Vertragliche Regelungen
Regelmäßig sehen Vertragsparteien jedoch spezielle Vertragsbestimmungen vor, die den Fall der „Force Majeure“ regeln. Die gesetzlichen Folgen höherer Gewalt werden dann individualvertraglich abgeändert. Dies ist möglich, weil es sich bei den diesbezüglichen gesetzlichen Regeln – sowohl auf internationaler als auch nationaler österreichischer Ebene um dispositive, d.h. abdingbare Bestimmungen handelt. Den Vertragsparteien steht es somit zu, die Rechtsfolgen einer Situation höherer Gewalt so zu regeln, wie sie dies möchten. Insbesondere bei Verträgen mit internationalem Bezug ist es überaus ratsam, eine solche Klausel („Force Majeure“- oder „Hardship“-Klausel) zu vereinbaren. Die internationale Handelskammer stellt in diesem Zusammenhang auch vorformulierte Standardklauseln zur Verfügung, die aber für den Einzelfall noch sachgerecht angepasst werden müssen.
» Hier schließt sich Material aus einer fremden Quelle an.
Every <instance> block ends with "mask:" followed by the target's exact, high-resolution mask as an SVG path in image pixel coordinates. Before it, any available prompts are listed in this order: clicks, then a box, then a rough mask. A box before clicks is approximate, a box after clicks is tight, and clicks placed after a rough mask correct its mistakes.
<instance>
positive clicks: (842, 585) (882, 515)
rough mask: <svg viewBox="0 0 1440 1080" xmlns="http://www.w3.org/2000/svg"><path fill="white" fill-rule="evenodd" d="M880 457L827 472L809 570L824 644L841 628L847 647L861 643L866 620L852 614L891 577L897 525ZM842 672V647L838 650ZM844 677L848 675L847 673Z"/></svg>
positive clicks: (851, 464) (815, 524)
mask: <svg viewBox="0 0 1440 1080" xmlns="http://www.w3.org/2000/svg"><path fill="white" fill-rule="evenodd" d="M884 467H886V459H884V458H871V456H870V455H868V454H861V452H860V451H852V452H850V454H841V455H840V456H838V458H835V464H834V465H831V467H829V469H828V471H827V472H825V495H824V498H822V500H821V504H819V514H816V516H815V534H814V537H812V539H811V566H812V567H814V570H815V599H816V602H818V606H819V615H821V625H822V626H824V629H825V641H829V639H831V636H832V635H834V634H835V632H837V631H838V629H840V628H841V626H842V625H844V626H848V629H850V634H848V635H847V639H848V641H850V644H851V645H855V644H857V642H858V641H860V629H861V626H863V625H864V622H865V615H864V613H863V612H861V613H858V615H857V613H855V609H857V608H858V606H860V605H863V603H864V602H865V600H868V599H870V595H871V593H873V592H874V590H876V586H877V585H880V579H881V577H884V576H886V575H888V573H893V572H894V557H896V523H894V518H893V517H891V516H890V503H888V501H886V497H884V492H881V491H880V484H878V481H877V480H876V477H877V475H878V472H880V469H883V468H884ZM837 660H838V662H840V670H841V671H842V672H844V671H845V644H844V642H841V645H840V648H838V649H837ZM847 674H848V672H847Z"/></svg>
Gängige Praxis ist, dass vertraglich auch eine allfällige Unmöglichkeit der Erfüllung für Dritte geregelt wird – dies ist insbesondere im Zusammenhang mit Lieferketten relevant. Nämlich dann, wenn die Unmöglichkeit der Erfüllung des Vertrags nicht bei den Vertragsparteien selbst, sondern bei einem Subunternehmer einer der Parteien eintritt. Denn ein Fall der höheren Gewalt kann nicht nur die Vertragsparteien betreffen, sondern Dritte, die in die Vertragserfüllung eingebunden sind. Dabei ist auch regelmäßig eine Vereinbarung sinnvoll, dass die von der Unmöglichkeit der Erfüllung betroffene Vertragspartei diesen Umstand der anderen Partei unverzüglich mitzuteilen hat. Auch allfällige Kündigungsmöglichkeiten können die Parteien etwa für den Fall vorsehen, dass das eingetretene Ereignis eine bestimmte Dauer überschreitet.
Fazit
Es zeigt sich, dass die gesetzlichen und vertraglichen Regelungen zur „Force Majeure“ kein totes Recht sind. Instabile Situationen – die sowohl während der Corona-Pandemie und nun auch im Zusammenhang mit der Ukraine-Krise häufiger geworden sind – führen gerade im internationalen Kontext zu einer rechtlichen Unsicherheit, die am ehesten über vertragliche Regelungen aufgefangen werden können. Es ist künftig zu erwarten, dass Vertragsparteien vor dem Hintergrund der krisenhaften Erlebnisse der letzten Zeit bei Vertragsverhandlungen die Fälle der höheren Gewalt deutlich intensiver diskutieren werden als bislang, um die möglichen wirtschaftlichen Nachteile und rechtlichen Unsicherheiten möglichst gut abzufedern.